Usually, though, these fights only matter to the subscribers who pay a certain cable or satellite provider, and only really when their favorite channels go dark. In the case of DirecTV and Viacom, however, the carriage dispute has a lot more collateral damage, as it affects pretty much anyone who enjoys watching select MTV and Comedy Central shows online.
Like some other pay TV providers before it, DirecTV has taken the unusual approach of telling subscribers that they can easily access a lot of the shows that have gone dark on the web. And in a counter-move, Viacom has begun playing hardball, by taking down that very same online programming. There’s only one problem: It’s not just DirecTV subscribers who can’t watch those shows online — the takedown applies to everyone else, as well.
As spotted by BTIG analyst Richard Greenfield earlier today (free registration required), Viacom has begun blocking access to certain key shows online, including The Daily Show and Jersey Shore. (Interestingly enough, the takedown doesn’t appear to affect Viacom programming that appears on other sites — like, for instance, The Daily Show episodes on Hulu. A Hulu spokesperson declined to comment on whether its licensed programming would also be affected.)
The WSJ reports on some of the root cause of the dispute:
The disappearance of Nickelodeon, MTV and Comedy Central from the TV sets of 20 million American homes on Wednesday marked a line in the sand drawn by one of the biggest pay-TV distributors in a dispute over programming fees with a major entertainment company.
What might once have been a run-of-the-mill spat has taken on heightened importance because it occurs at a pivotal time in the TV industry. Low-price or free online video outlets like Netflix, Amazon.com and Google Inc.’s YouTube are emerging as serious competitors to traditional cable-TV services, putting the spotlight on the relatively pricey nature of cable TV.
Viacoms channels-including Nickelodeon, MTV and Comedy Central-went off the air for DirectTV subscribers overnight after the two sides failed to come to an agreement on programming fees. William Launder has details on Markets Hub. (Photo: Nickelodeon/AP)
That issue is particularly acute in this dispute, where Viacom is seeking an increase in the fees it is paid by DirecTV to carry its channels. Viacom licenses many of its shows to outlets like Netflix and Amazon, prompting industry executives to worry about cannibalizing traditional TV. Several top Viacom channels, particularly Nickelodeon, have recently seen ratings declines.
DirecTV has said Viacom is asking for a 30% increase in fees; Viacom says it is asking for a fair deal. The entertainment company says it has been paid below-market rates for its programming under a contract negotiated seven years ago with the satellite provider.
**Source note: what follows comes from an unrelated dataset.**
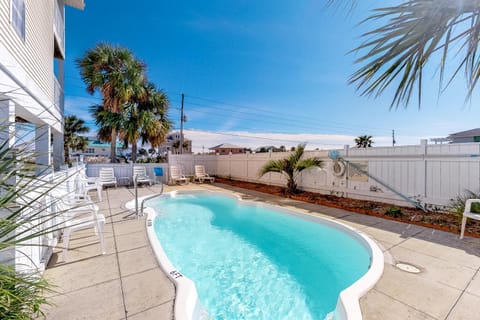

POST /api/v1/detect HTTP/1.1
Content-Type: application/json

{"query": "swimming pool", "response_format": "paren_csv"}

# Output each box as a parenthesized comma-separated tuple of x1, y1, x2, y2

DirecTV said the lack of an agreement forced it to stop carrying Viacom channels late Tuesday, just before midnight. As of Wednesday evening, with social-media outlets like Twitter and Facebook ablaze with complaints about the dispute, Viacom and DirecTV executives had restarted negotiations.
Some Wall Street analysts say DirecTV might have more leverage than usual in this case because Viacom’s best-known channels have seen ratings declines and the media company doesn’t have the advantage of a sports or broadcast network to bolster its negotiations. Viacom points out Nickelodeon remains one of the most-watched channels on the dial. Many other Viacom channels, though, are much less-watched, according to Nielsen.
On Wednesday, Viacom TV personalities were tweeting their hopes for a quick resolution of the dispute. “Let’s all pray this Viacom/DirecTV beef gets squashed by next week,” tweeted Daniel Tosh of “Tosh.O,” a show on Comedy Central.Nicole “Snooki” Polizzi, a reality-TV personality on “Jersey Shore,” tweeted a sad face emoticon and “Wah” as she quoted a fan’s tweet lamenting the loss of MTV on DirecTV.